The Salk Institute and WaferGen Bio-systems, Inc. announced the formation of a nano-qPCR Core Laboratory under the guidance of Ronald M. Evans, Professor and March of Dimes Chair in Molecular and Developmental Biology at Salk. The lab will utilize WaferGen’s SmartChip System as the backbone technology for high-throughput real-time PCR studies. A major focus will be on designing and testing libraries of assays targeting receptors and transcriptional regulators for important functional pathways, thereby interrogating entire regulatory networks in a highly parallel fashion. It is also envisioned that the nano-qPCR Core Lab will be an important resource for the larger Salk community.
Dr. Evans commented: “We have successfully tested WaferGen’s SmartChip system in our laboratory in a variety of gene expression experiments. The platform is ideal for follow up studies to ChIP Seq, and for de novo large-scale gene expression studies in precious clinical samples.
We made SmartChip System the technology of choice based on its ability to perform qPCR without pre-amplification, while providing the required throughput for measuring a series of longitudinal genomic events in cells. Another attractive feature is SmartChip’s flexibility, which allows our scientific questions to dictate the experimental design in a convenient and cost-effective workflow.”
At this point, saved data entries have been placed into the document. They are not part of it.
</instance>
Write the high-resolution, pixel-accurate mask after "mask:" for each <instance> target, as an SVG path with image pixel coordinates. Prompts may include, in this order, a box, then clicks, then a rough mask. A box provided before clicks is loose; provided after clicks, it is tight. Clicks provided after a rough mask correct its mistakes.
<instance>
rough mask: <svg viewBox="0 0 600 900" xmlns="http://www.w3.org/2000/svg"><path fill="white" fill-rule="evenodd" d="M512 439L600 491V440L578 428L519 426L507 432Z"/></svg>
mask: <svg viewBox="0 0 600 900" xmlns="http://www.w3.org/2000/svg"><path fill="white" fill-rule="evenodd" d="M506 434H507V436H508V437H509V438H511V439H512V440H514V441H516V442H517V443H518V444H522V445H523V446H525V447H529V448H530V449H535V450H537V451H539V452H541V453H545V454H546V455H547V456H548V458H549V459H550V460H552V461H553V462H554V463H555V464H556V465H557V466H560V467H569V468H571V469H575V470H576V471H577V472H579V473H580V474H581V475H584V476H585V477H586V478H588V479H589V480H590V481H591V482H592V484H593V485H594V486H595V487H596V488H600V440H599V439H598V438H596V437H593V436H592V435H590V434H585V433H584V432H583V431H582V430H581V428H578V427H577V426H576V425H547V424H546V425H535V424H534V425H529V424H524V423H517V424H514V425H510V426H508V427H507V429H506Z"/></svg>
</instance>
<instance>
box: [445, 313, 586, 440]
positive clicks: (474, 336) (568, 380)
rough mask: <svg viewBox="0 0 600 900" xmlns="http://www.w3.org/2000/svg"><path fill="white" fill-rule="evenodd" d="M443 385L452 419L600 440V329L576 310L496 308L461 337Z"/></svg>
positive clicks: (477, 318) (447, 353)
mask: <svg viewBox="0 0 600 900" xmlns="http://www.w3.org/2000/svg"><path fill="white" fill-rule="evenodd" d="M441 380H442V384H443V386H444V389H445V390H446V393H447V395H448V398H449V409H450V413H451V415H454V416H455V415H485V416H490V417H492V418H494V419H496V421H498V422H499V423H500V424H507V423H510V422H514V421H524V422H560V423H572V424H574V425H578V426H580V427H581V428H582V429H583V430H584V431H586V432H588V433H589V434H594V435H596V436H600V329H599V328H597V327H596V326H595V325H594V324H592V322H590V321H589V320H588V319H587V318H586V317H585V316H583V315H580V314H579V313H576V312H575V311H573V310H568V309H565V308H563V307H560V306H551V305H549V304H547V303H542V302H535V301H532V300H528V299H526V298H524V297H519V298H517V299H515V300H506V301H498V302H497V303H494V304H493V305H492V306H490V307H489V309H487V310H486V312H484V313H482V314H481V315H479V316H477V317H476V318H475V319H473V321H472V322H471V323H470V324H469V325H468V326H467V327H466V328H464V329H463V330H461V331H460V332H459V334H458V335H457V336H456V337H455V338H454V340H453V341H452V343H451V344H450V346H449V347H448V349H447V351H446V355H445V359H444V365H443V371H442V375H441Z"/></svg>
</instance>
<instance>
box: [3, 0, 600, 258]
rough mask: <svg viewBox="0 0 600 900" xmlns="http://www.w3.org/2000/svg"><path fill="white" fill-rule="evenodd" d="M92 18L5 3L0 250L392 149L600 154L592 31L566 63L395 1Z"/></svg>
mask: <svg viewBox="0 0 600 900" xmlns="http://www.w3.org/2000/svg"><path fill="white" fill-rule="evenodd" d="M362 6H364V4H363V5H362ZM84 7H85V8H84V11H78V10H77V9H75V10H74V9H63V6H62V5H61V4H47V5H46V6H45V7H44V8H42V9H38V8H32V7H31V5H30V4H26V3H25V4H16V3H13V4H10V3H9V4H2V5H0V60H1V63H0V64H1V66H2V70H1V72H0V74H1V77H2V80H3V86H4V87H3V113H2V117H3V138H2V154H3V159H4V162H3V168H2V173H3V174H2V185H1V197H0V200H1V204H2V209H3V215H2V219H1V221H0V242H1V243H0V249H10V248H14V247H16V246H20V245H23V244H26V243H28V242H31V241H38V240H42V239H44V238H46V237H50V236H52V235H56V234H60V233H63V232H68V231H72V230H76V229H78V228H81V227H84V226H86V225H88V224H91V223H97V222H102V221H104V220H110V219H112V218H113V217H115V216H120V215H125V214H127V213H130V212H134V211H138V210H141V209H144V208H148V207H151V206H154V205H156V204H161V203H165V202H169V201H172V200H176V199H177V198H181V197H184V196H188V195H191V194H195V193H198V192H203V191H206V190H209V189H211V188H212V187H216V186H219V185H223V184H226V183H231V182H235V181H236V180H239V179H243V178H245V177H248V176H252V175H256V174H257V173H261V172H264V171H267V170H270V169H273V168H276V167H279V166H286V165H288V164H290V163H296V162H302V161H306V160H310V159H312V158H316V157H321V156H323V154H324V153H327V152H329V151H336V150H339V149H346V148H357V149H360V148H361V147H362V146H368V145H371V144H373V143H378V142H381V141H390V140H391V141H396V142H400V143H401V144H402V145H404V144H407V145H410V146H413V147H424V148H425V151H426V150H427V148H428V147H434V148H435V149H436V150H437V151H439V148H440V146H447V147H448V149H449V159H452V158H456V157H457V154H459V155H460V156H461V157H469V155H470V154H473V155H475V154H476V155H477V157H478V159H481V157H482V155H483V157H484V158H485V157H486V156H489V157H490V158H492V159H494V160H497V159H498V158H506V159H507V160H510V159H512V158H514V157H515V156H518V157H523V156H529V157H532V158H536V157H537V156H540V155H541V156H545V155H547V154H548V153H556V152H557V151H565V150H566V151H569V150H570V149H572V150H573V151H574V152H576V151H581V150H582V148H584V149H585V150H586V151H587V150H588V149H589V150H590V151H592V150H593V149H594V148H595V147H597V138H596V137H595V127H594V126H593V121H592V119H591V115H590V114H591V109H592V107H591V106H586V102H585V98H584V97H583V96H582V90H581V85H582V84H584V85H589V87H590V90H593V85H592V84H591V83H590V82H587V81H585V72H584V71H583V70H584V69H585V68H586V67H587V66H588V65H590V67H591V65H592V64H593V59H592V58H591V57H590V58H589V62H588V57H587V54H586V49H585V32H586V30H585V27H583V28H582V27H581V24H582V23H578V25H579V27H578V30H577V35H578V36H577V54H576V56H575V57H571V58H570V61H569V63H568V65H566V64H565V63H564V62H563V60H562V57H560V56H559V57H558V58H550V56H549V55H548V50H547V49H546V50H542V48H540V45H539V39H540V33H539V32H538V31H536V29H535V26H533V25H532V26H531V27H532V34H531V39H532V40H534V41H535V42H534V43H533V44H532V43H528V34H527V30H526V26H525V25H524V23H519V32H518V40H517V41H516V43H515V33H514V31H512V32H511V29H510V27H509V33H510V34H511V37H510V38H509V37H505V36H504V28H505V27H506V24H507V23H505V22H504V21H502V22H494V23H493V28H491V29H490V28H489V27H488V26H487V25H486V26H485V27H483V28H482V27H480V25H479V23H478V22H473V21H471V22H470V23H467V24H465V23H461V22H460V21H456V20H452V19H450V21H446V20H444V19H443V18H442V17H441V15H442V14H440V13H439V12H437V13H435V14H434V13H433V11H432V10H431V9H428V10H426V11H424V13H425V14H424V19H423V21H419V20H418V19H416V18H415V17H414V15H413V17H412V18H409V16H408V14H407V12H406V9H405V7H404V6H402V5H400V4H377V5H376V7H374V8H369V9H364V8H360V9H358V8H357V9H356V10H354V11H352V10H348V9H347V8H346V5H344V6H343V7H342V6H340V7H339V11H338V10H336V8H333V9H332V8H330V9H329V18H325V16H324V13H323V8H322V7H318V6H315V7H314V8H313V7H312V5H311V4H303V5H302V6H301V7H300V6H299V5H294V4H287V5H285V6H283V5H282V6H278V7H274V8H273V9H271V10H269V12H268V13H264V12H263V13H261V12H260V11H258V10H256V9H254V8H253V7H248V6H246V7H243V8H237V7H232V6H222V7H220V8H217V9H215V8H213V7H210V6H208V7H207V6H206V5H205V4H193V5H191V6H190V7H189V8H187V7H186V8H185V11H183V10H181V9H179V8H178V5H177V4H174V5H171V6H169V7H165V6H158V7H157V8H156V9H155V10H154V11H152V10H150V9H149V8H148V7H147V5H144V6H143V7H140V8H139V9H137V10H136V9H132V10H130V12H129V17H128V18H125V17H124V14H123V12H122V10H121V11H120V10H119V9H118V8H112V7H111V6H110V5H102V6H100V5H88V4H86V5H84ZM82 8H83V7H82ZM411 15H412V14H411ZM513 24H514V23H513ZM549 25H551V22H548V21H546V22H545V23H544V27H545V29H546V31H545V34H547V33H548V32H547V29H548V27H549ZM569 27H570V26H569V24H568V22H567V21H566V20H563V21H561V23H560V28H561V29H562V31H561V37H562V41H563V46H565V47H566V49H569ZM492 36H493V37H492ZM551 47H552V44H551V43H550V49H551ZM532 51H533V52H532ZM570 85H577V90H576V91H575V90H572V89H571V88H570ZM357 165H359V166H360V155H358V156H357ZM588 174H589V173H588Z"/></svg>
Chromatin-immunoprecipitation (ChIP) is a technique whereby genomic regulatory sites bound by a specific factor of interest are enriched through antibody precipitation. ChIP Sequencing utilizes modern NGS technology to provide the nucleotide sequences of these regulatory sites.
Downstream studies have historically been conducted by designing qPCR assays targeting these elements and have been restricted to small numbers of analytes due to the limited amounts of ChIP material. WaferGen’s SmartChip technology enables NGS researchers to quantitatively evaluate the presence of numerous elements across multiple ChIP samples. This offering facilitates the validation of large ChIP Seq data sets and allows researchers to conduct large studies of promoter occupancy dynamics.
“We are very pleased to assist Dr. Evans and the Salk faculty in expanding the frontiers of life science research, as they try to unlock the secrets of systems biology. In particular, we are excited to collaborate on developing a comprehensive content menu for ChIP PCR, which is a natural extension of ChIp Seq experiments. Because ChIP PCR on SmartChip is much more cost-effective than ChIP Seq, it will allow scientists to increase throughput and generate many more datapoints after the initial ChIp Seq discovery. This collaboration is another extension of our strategy of providing high value-adding solutions tied to Next-Gen sequencing (NGS), which address both upstream and downstream workflow needs. Our offering encompasses both the recently-announced target enrichment for NGS product to be launched in Q2 2013, as well as our standard suite of qPCR products and applications, such as gene expression and genotyping,” stated Ivan Trifunovich, President and CEO of WaferGen.